As for the short, it's fun to see it just for how dated and almost heavy-handed it is. The folks who own the movie theaters are portrayed as a vital part of American society, showing wholesome entertainment, contributing to local charity, and (like the case for sports building trying to get government subsidies) providing jobs for neighboring businesses such as restaurants where people would go as part of an entire night out. Nowadays, almost none of this is true. Most of the picture palaces have closed: the old Community Theater in my hometown, where my grandfather worked as a projectionist, is now a stage theater that I have no idea how it makes a profit. One of my uncles followed in Grandpa's footsteps, and by the 1980s became the manager of the "Cinema 1-2-3", a theater which actually had three screens! I remember when another the local theaters, the Mayfair, went from one screen to two; the theater has long since closed down and the location is I think now a tire store in the middle of a largish shopping district. The "Cinema 1-2-3" is also long since closed; I'm not certain what's in that building or if it's even standing. Instead, like most places, there's one of those sixtyplexes in the local mall owned by one of the conglomerates. I think it's Regal that owns them, and to be honest I have no idea how any screens they actually have.

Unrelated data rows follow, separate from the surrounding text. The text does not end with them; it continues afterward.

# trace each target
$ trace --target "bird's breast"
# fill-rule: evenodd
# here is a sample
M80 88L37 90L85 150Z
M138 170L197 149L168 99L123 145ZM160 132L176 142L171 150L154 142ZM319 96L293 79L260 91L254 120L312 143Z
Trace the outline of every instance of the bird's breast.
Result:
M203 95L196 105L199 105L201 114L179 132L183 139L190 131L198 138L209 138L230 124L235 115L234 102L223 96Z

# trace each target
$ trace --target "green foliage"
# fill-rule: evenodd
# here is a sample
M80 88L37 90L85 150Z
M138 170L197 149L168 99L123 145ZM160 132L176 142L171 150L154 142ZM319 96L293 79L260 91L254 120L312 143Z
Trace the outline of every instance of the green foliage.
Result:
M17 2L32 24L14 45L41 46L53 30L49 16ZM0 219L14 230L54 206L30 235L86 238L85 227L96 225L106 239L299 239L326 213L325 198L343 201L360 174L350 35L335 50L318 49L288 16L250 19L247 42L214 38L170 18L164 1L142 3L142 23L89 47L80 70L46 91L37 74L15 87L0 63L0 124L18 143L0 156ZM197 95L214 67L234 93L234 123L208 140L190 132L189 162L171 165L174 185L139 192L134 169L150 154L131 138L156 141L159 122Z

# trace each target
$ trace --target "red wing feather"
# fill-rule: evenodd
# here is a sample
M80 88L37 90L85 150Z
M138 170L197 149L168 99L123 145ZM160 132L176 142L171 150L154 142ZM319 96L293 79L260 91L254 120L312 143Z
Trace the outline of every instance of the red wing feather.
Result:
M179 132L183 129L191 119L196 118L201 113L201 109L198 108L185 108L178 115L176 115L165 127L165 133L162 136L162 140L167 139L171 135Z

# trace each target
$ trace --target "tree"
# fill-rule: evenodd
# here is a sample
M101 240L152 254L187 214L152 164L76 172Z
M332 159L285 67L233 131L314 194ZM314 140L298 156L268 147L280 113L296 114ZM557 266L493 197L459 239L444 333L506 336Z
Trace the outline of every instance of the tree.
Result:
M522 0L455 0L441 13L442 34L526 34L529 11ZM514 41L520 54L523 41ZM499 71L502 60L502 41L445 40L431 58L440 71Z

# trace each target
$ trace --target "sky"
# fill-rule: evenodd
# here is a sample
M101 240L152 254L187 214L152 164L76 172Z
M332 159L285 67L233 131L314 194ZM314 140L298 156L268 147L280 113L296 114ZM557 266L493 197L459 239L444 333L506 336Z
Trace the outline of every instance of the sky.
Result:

I doubt it was the 20% tax that was responsible for any of this. Television played a big role, as did the desire of Americans after World War II to escape the cities and the tenement housing, which led ot the rise of the suburb and America becoming a much more car-dependent country. It just wasn't as convenient any more to go to the old downtown picture palace. On the other hand, TV probably also brought wide-screen and stereo sound as the studios had to compete with the small squarish black-and-white pictures that TV brought into people's homes. (Unfortunately, the era also brought us 3D.)

1 comment:

Anonymous said...

Question, when did that tax first go in to effect?